Although the embodiments of the present disclosure have been shown and described, those of ordinary skill in the art can understand that various changes, amendment, substitutions, and variations can be made to these embodiments without departing from the principle and spirit of the present disclosure, the scope of the present disclosure is defined by the appended claims and their equivalents.

Claims
  • 1. An address fine-tuning acceleration system, comprising: a scheduling unit, a high-order physical register block, a shared mapping unit, an address checking unit, a low-order physical register block, an immediate value detection unit, a physical memory address fine-tuning detector, a new address generation unit, a reservation station, an execution and virtual-physical memory address conversion unit, and a submission unit, wherein an output end of the scheduling unit is coupled to an input end of the address checking unit, an input end of the immediate value detection unit and an input end of the low-order physical register block; an output end of the address checking unit is coupled to an input end of the reservation station, an input end of the physical memory address fine-tuning detector and the input end of the low-order physical register block; an output end of the high-order physical register block is coupled to an input end of the shared mapping unit through; an output end of the shared mapping unit is coupled to an input end of a high-order pulse; an output end of a low-order pulse is coupled to an input end of the new address generation unit and the input end of the physical memory address fine-tuning detector; an output end of the immediate value detection unit is coupled to the input end of the new address generation unit and the input end of the physical memory address fine-tuning detector; an output end of the physical memory address fine-tuning detector is coupled to an input end of the submission unit; an output end of the reservation station is coupled to an input end of the execution and virtual-physical memory address conversion unit, the input end of the new address generation unit and the input end of the shared mapping unit; an output end of the new address generation unit is coupled to the input end of the low-order physical register block, the input end of the shared mapping unit and an input end of the reservation station; and an output end of the execution and virtual-physical memory address conversion unit is coupled to the input end of the low-order physical register block, an input end of the high-order physical register block and the input end of the submission unit.

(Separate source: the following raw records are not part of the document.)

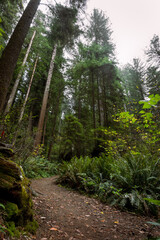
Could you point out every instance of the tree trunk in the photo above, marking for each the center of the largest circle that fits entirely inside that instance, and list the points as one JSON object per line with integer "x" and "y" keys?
{"x": 11, "y": 52}
{"x": 13, "y": 93}
{"x": 45, "y": 99}
{"x": 28, "y": 91}
{"x": 53, "y": 129}
{"x": 93, "y": 101}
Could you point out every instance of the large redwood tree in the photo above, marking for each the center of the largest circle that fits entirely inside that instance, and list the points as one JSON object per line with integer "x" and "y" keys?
{"x": 11, "y": 52}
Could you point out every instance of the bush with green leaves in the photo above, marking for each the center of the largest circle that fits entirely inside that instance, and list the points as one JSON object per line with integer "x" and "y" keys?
{"x": 119, "y": 181}
{"x": 38, "y": 167}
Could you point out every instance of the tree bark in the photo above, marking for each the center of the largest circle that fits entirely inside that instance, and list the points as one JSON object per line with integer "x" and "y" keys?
{"x": 11, "y": 52}
{"x": 93, "y": 101}
{"x": 28, "y": 91}
{"x": 13, "y": 93}
{"x": 44, "y": 102}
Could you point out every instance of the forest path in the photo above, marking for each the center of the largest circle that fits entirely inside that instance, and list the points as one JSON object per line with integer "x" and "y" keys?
{"x": 66, "y": 215}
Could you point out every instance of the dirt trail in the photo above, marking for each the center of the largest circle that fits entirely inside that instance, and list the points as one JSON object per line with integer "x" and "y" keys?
{"x": 66, "y": 215}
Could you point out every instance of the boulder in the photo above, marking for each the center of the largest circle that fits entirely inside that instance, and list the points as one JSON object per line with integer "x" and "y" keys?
{"x": 15, "y": 193}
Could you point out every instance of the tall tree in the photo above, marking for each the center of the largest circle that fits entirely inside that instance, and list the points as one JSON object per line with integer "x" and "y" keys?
{"x": 14, "y": 89}
{"x": 134, "y": 75}
{"x": 63, "y": 31}
{"x": 11, "y": 52}
{"x": 13, "y": 48}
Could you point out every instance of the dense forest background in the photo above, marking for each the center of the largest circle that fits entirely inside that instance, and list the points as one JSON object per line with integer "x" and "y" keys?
{"x": 70, "y": 110}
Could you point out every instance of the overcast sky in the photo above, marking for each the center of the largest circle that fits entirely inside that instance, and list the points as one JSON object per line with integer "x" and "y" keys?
{"x": 133, "y": 22}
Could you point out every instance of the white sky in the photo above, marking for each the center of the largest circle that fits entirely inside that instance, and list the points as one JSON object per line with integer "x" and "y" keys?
{"x": 133, "y": 22}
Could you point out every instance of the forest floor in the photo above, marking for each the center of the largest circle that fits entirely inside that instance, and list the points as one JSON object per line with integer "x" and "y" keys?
{"x": 64, "y": 214}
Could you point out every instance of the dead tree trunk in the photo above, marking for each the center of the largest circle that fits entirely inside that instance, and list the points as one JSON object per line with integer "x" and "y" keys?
{"x": 14, "y": 89}
{"x": 45, "y": 100}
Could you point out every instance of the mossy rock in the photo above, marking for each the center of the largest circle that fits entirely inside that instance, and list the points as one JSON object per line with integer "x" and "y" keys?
{"x": 15, "y": 193}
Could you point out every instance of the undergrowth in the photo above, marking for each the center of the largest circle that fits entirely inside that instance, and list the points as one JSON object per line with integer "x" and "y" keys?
{"x": 122, "y": 181}
{"x": 39, "y": 167}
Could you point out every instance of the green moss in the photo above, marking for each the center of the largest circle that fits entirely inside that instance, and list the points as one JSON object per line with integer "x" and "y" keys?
{"x": 13, "y": 231}
{"x": 31, "y": 227}
{"x": 11, "y": 210}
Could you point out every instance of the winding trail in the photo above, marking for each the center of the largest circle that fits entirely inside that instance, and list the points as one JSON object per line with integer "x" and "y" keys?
{"x": 66, "y": 215}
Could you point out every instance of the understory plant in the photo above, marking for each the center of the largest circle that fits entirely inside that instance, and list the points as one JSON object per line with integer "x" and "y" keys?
{"x": 39, "y": 167}
{"x": 122, "y": 181}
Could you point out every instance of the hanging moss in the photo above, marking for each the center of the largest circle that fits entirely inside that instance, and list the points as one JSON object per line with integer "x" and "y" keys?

  • 2. The address fine-tuning acceleration system according to claim 1, wherein the execution and virtual-physical memory address conversion unit is to communicate with the low-order physical register block through a result and a spread bit.
  • 3. The address fine-tuning acceleration system according to claim 1, wherein the address checking unit is to communicate with the reservation station through address generation type pushing.
  • 4. The address fine-tuning acceleration system according to claim 1, wherein the low-order physical register block is to communicate with the physical memory address fine-tuning detector through a spread bit.
  • 5. The address fine-tuning acceleration system according to claim 1, wherein the reservation station is coupled to the new address generation unit and the shared mapping unit through new address write enabling.
  • 6. The address fine-tuning acceleration system according to claim 1, wherein the address fine-tuning acceleration system further comprises a standby address unit, and the new address generation unit is coupled to the standby address unit through address tuning type spread pushing.
  • 7. The address fine-tuning acceleration system according to claim 1, wherein a physical memory address is coupled to the submission unit through a new submission path.
  • 8. The address fine-tuning acceleration system according to claim 1, wherein the new address generation unit is coupled to the low-order physical register block by maintaining a high-order change bit.
  • 9. The address fine-tuning acceleration system according to claim 1, wherein the execution and virtual-physical memory address conversion unit is coupled to the low-order physical register block by clearing a spread bit.